Jamais la République française n'a autant honoré un haut fonctionnaire tombé dans l'exercice de ses fonctions. Jean Moulin, nommé préfet en 1937, grand résistant puis assassiné par le gestapiste Klaus Barbie, n'a pas eu droit à de tels honneurs pas plus que Yann Piat, député de la République assassinée par la mafia locale le 25 février 1994. Seul le préfet Erignac a été ainsi honoré. La seule raison est qu'il avait été une victime d'un terrorisme qui défiait l'État. C'était également vrai pour les victimes d'Action directe, le général Audran et George Besse, le P.-D.G. de Renault alors entreprise nationale désormais oubliés de tous.

Une punition collective


Il ne fait aucun doute que l'immense majorité des Corses ont condamné l'assassinat du préfet Erignac. Les dizaines de milliers de personnes qui ont défilé dans la rue afin de témoigner leur rejet de ce geste en ont témoigné.
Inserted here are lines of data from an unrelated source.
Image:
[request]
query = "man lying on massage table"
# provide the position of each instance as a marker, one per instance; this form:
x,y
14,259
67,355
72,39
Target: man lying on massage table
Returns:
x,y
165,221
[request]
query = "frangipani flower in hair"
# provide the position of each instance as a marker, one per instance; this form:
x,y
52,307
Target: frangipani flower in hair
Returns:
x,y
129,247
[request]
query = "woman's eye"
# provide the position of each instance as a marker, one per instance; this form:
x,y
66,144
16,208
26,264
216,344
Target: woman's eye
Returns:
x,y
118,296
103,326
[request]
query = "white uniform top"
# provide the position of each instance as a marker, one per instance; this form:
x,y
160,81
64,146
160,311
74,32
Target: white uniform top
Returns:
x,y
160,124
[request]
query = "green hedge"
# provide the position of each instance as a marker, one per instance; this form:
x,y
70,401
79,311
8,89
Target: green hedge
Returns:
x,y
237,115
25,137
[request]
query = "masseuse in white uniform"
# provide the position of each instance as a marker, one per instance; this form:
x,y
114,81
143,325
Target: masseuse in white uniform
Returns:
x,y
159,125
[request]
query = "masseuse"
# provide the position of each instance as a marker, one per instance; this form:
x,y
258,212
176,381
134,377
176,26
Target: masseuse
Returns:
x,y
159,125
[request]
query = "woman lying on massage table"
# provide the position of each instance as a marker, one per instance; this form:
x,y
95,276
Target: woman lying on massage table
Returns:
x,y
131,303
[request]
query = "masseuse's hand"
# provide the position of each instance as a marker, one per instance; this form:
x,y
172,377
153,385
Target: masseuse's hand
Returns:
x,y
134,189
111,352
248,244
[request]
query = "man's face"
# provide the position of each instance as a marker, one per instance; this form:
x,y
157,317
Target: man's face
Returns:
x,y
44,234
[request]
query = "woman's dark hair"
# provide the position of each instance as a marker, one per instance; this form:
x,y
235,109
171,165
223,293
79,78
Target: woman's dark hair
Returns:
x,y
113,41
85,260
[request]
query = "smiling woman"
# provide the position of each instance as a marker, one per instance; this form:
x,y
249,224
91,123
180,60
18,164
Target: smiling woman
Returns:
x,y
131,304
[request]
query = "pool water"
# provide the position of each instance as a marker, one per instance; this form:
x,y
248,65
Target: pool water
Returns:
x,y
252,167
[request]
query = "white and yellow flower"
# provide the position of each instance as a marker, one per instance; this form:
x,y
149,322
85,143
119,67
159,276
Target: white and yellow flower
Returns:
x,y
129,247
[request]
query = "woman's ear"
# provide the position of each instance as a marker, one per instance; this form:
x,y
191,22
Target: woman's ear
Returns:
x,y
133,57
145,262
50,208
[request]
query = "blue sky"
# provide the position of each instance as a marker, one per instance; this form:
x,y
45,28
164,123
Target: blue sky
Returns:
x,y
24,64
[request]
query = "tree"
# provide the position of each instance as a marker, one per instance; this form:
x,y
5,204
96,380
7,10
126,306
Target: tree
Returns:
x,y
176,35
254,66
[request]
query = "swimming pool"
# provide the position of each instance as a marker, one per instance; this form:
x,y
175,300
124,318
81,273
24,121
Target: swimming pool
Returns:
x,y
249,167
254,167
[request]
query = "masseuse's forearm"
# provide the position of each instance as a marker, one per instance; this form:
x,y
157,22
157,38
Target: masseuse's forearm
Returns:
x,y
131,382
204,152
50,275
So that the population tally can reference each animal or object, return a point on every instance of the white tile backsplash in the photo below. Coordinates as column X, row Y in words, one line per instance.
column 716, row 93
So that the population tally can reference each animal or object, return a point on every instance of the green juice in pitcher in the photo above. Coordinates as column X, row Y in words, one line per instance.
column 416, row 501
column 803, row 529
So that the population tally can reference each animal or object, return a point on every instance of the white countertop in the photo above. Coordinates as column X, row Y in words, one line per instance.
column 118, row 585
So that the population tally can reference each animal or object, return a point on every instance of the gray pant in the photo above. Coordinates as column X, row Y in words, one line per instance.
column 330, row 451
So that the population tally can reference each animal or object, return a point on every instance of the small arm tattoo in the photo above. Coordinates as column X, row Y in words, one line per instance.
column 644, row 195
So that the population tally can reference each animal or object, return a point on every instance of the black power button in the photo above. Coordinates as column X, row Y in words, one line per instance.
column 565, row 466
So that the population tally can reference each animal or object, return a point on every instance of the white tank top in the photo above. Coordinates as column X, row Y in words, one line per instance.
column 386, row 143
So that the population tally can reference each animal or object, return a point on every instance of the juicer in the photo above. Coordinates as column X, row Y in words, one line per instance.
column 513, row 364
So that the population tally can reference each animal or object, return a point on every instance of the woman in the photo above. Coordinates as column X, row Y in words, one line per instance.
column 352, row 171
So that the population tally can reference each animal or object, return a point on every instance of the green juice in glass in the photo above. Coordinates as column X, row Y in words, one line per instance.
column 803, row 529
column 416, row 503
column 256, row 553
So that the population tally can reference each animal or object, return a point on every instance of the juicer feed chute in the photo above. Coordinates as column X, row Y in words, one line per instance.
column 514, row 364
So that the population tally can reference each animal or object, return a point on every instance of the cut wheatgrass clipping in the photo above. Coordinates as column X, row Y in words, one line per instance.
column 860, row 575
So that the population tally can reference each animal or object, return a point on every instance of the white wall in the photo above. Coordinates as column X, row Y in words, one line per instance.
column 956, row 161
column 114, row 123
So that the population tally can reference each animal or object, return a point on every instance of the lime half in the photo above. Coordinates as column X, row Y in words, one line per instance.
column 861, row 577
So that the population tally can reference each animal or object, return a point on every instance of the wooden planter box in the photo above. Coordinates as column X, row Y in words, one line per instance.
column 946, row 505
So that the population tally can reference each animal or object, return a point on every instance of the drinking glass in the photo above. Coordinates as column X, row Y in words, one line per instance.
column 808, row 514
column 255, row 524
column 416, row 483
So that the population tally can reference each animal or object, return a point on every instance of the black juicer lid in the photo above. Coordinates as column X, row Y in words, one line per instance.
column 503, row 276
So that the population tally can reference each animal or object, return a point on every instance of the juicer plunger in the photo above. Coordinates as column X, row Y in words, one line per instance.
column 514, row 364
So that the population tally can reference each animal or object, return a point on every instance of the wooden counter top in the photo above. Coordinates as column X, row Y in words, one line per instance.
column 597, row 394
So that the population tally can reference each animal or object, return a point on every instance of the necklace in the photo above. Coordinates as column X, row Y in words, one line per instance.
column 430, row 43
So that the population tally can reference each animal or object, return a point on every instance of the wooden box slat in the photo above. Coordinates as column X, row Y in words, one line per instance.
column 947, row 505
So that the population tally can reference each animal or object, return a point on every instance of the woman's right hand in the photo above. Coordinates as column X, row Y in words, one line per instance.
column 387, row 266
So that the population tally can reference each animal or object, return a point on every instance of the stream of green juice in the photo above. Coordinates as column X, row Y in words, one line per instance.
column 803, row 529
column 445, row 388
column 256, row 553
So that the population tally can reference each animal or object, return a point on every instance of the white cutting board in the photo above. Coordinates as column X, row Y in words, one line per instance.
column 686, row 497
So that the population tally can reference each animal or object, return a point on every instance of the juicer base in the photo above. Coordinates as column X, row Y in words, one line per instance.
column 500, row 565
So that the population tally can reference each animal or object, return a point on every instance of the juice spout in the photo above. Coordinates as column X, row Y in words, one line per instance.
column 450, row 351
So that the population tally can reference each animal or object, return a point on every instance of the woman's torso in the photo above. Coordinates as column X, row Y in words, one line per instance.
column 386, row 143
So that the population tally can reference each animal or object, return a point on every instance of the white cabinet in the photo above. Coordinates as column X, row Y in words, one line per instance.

Il faut d'ailleurs rappeler qu'alors les organisations nationalistes elles-mêmes avaient émis des communiqués allant dans le même sens allant jusqu'à supposer qu'il pouvait s'agir d'une provocation montée par les services secrets ou d'un crime perpétré "par la mafia". La Corse ne méritait pas la punition collective qui lui a été infligée par l'Etat et qui, en fait, était le but recherché par le commando dit Erignac.

Regarder vers l'avenir


Je doute que l'Etat puisse concéder un quelconque changement constitutionnel de statut dans les circonstances actuelles alors qu'il ne parvient pas à réunir une majorité pour faire passer sa loi sur les retraites. L'important est maintenant de trouver des solutions à nos problèmes de gestion du territoire. Je vais le répéter comme chaque semaine : les transports, l'énergie, les déchets et la décentralisation locale. Car enfin, il n'aura servi à rien d'obtenir la réunification de la région et des départements si le résultat final est un montre obèse qui peine à avancer serait-ce d'un centimètre.
Pourquoi ce qui est demandé à Paris ne saurait être valable en Corse ? Les microrégions, les communes ont besoin d'air. Elles doivent pouvoir agir sans être sans cesse infantilisées en demandant au centre la permission d'avancer. Sans cela, nous serons une majorité à regretter l'ancien statut obtenu faut-il le rappeler alors même qu'un référendum local l'avait repoussé. Si l'ouverture accordée semble-t-il par Gérard Darmanin, devait aboutir à, de nouveau, bêler le mot d'autonomie sans qu'on en définisse très précisément le contenu et les limites, alors tout cela n'aura servi à rien. C'est d'ailleurs ce qu'a martelé le ministre de l'Intérieur dans une interview qui a douché l'enthousiasme déclenché par son discours. Mais on ne peut que lui donner raison : à quoi sert-il de rester dans l'idéologisme alors que sur le terrain les actes ne démontrent en rien une capacité à gérer les problèmes de l'île ? Tant que la majorité s'avérera incapable d'offrir des garanties quant à sa créativité gouvernementale, rien n'avancera. Et les incendies allumés par des clandestins en mal de moyens et d'imagination n'y changeront rien.